Earlier this month, residents of the seven projects voted overwhelmingly to continue with the withdrawal and elected representatives to complete the process and help prepare required governing documents.

“The only question you have to ask yourself is – do I want to stay in Third or be in a new mutual,” Toby Dicker said to some 125 people who attended the hour-long meeting for Projects 50 and 55. The attendees represented 80 manors. There were also curious residents from other projects.

Dicker, who resigned from the Third Mutual board in December, has spearheaded the drive

in Projects 50 and 55. The projects are adjacent and include entries 18 through 25 on Terra Granada Drive, opposite Eagle Ridge.

Only a few hands went up when meeting organizers asked who didn’t want to disengage.

But, before the vote, residents were told about the withdrawal process and were allowed to ask questions. Residents wanted to know what happens if only one project votes to succeed. That project would be a Mutual by itself or homeowners could revote on the issue, they were told.

“We need to be united and not be (Projects) A, B and C,” Dicker said.

She estimated that the rest of the process will take until May, with the ballot coming next.

Penny Ittner of Project 55B gives the procedures for withdrawal from Third Mutual.

“Please vote and encourage your neighbors to vote,” said Penny Ittner, a Project 55B representative.

Projects 40 and 41 are a little ahead of the other five projects.

“We’re being very careful about the proceedings. We want to do everything exactly right,” said Yearout. Ballots could be mailed in five to six weeks, she estimated.
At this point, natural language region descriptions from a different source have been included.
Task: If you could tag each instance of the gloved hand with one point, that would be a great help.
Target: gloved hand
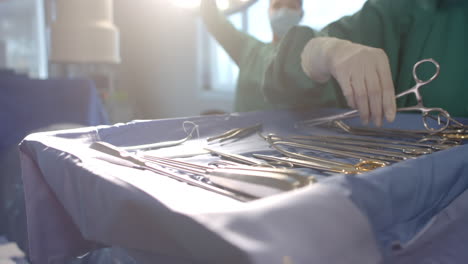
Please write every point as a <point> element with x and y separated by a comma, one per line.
<point>362,72</point>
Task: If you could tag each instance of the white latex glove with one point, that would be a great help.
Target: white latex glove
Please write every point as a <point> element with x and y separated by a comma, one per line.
<point>362,72</point>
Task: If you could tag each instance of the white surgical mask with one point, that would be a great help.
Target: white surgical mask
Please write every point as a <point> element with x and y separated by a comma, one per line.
<point>283,19</point>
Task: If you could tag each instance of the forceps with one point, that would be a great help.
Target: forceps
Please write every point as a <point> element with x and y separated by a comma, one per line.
<point>425,111</point>
<point>236,133</point>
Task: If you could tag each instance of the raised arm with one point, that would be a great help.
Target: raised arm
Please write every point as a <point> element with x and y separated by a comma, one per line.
<point>357,52</point>
<point>232,40</point>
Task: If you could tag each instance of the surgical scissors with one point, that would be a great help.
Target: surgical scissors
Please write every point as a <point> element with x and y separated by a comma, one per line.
<point>236,133</point>
<point>419,106</point>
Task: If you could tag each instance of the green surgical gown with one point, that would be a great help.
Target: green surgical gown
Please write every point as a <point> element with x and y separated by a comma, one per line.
<point>251,56</point>
<point>408,31</point>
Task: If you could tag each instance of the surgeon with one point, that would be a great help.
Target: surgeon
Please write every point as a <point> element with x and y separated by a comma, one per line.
<point>251,55</point>
<point>363,60</point>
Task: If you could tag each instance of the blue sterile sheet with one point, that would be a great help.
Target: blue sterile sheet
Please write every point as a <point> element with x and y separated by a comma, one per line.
<point>410,212</point>
<point>28,105</point>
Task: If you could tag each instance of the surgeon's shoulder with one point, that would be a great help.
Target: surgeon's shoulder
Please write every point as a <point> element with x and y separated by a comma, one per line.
<point>394,7</point>
<point>296,39</point>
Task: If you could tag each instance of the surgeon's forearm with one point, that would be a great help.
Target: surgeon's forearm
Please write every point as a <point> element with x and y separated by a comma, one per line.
<point>315,58</point>
<point>222,30</point>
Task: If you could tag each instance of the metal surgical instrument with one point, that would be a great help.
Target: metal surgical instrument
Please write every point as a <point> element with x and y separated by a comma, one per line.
<point>255,181</point>
<point>382,144</point>
<point>440,143</point>
<point>129,160</point>
<point>238,158</point>
<point>425,111</point>
<point>325,164</point>
<point>236,133</point>
<point>164,144</point>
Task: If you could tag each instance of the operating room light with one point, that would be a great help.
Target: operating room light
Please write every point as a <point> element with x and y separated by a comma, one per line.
<point>227,6</point>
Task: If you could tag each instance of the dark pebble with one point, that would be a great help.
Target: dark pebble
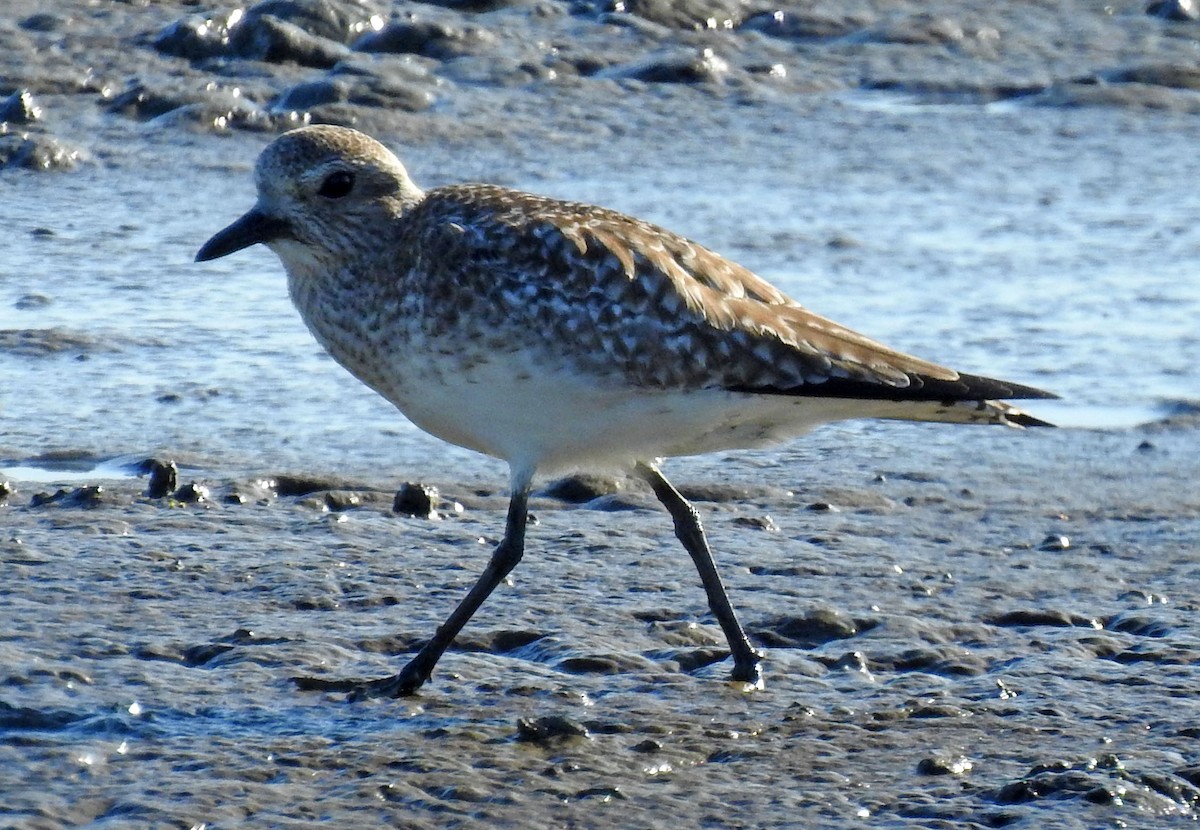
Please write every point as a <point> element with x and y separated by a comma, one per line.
<point>340,20</point>
<point>419,500</point>
<point>1133,623</point>
<point>293,485</point>
<point>163,477</point>
<point>1057,619</point>
<point>550,729</point>
<point>805,632</point>
<point>88,497</point>
<point>693,66</point>
<point>807,24</point>
<point>582,487</point>
<point>192,493</point>
<point>19,108</point>
<point>30,301</point>
<point>942,765</point>
<point>757,523</point>
<point>1055,542</point>
<point>351,85</point>
<point>269,38</point>
<point>696,14</point>
<point>1173,76</point>
<point>604,793</point>
<point>337,501</point>
<point>922,30</point>
<point>822,507</point>
<point>1179,11</point>
<point>142,103</point>
<point>475,6</point>
<point>43,22</point>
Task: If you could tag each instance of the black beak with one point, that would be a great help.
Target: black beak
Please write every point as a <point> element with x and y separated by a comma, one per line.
<point>250,229</point>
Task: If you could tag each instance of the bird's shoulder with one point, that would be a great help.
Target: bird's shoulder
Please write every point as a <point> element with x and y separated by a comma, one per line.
<point>619,276</point>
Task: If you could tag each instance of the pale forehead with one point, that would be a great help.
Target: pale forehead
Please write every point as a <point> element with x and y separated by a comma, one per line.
<point>312,149</point>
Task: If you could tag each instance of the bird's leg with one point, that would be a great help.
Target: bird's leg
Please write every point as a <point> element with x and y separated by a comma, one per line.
<point>505,557</point>
<point>691,534</point>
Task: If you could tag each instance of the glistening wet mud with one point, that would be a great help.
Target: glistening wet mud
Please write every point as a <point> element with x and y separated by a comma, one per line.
<point>930,656</point>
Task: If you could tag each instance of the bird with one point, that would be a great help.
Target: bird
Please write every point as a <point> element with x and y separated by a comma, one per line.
<point>561,336</point>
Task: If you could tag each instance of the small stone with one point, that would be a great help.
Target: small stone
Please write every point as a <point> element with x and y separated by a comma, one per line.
<point>1055,542</point>
<point>43,22</point>
<point>419,500</point>
<point>677,67</point>
<point>87,497</point>
<point>1177,11</point>
<point>582,487</point>
<point>162,476</point>
<point>822,507</point>
<point>33,151</point>
<point>757,523</point>
<point>649,746</point>
<point>191,493</point>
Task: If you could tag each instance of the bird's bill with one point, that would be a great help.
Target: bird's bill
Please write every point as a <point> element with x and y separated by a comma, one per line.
<point>251,229</point>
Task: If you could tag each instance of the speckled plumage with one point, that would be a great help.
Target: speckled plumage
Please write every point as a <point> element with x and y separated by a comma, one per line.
<point>555,335</point>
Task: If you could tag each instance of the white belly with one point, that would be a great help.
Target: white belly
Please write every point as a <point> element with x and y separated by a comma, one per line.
<point>562,421</point>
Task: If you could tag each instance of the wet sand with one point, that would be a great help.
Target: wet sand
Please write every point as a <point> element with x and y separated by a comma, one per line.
<point>965,627</point>
<point>982,630</point>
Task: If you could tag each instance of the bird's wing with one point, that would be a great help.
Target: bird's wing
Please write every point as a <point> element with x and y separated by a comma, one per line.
<point>611,292</point>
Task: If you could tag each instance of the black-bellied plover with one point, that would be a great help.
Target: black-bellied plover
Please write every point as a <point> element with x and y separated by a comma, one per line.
<point>559,336</point>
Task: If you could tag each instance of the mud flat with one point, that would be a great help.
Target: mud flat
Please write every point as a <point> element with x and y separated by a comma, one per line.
<point>965,627</point>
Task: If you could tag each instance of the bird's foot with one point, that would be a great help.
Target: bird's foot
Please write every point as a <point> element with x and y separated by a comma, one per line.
<point>748,671</point>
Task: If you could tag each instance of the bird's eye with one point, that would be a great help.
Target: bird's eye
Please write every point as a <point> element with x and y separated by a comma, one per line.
<point>336,185</point>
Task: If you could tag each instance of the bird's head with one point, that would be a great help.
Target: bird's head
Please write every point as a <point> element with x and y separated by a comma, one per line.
<point>323,191</point>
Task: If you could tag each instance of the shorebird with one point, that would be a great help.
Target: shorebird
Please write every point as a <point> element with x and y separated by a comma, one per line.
<point>558,336</point>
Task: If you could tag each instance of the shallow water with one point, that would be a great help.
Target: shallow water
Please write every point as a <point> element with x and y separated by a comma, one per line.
<point>1050,247</point>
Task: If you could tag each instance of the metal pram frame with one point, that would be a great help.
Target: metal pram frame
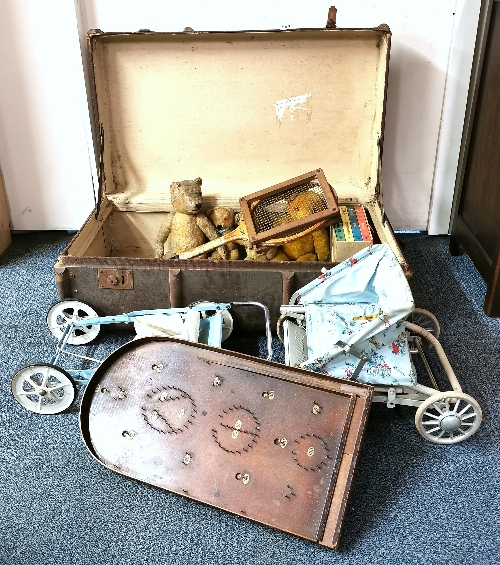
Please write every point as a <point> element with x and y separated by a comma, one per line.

“Our last meeting was attended by 150 people and 150 raised their hand to continue the (withdrawal) process,” she said. “But that doesn’t mean they’ll vote that way.”

Each manor has one vote, even if more than one person lives there. To pass, 50 percent plus one must vote to withdraw.

Projects 40 and 41 are adjacent and are on Terra California Drive, Entries 2, 9, 10, 11, 13 and 14 and Saklan Indian Drive, entries 8, 9 and 10.

Setting the path

New Mutual 39 paved the way. Its documents are public record and, as such, will serve as a template for the two proposed new Mutuals. Mutual 39 is located on parts of Saklan Indian and Terra California drives.

From the start of the process to officially becoming a Mutual took about nine months, said William Claussen, a member of Mutual 39’s board.

“Things had been brewing for quite a while. Third Mutual is really big and unwieldy,” he said. “The final straw that broke the camel’s back was all the business about redoing the CC& Rs.” That process has taken years.

Mutual 39 is in the process of drawing up its own CC& Rs. “We’re actually not finished dotting all of the i’s and crossing all of the t’s,” Claussen said.

Project 39’s monthly coupon rose from $800 to $890 when it became a Mutual. Much of the increase was for higher fixed operating expenses, such as water and power, as well as insurance costs, he said. However, if the projects stayed in Third Mutual, the coupon would probably have increased anyway, he said.

The vote to succeed wasn’t unanimous, but was very high. Most residents are delighted they’re out of Third Mutual and its problems, he said.

“Other projects have said they’d like more say,” he explained, “and say, ‘Can we join you?’ We’re not looking to increase in size. There’s no right size, but 130 (manors) is just fine. We don’t want to have 500 manors.”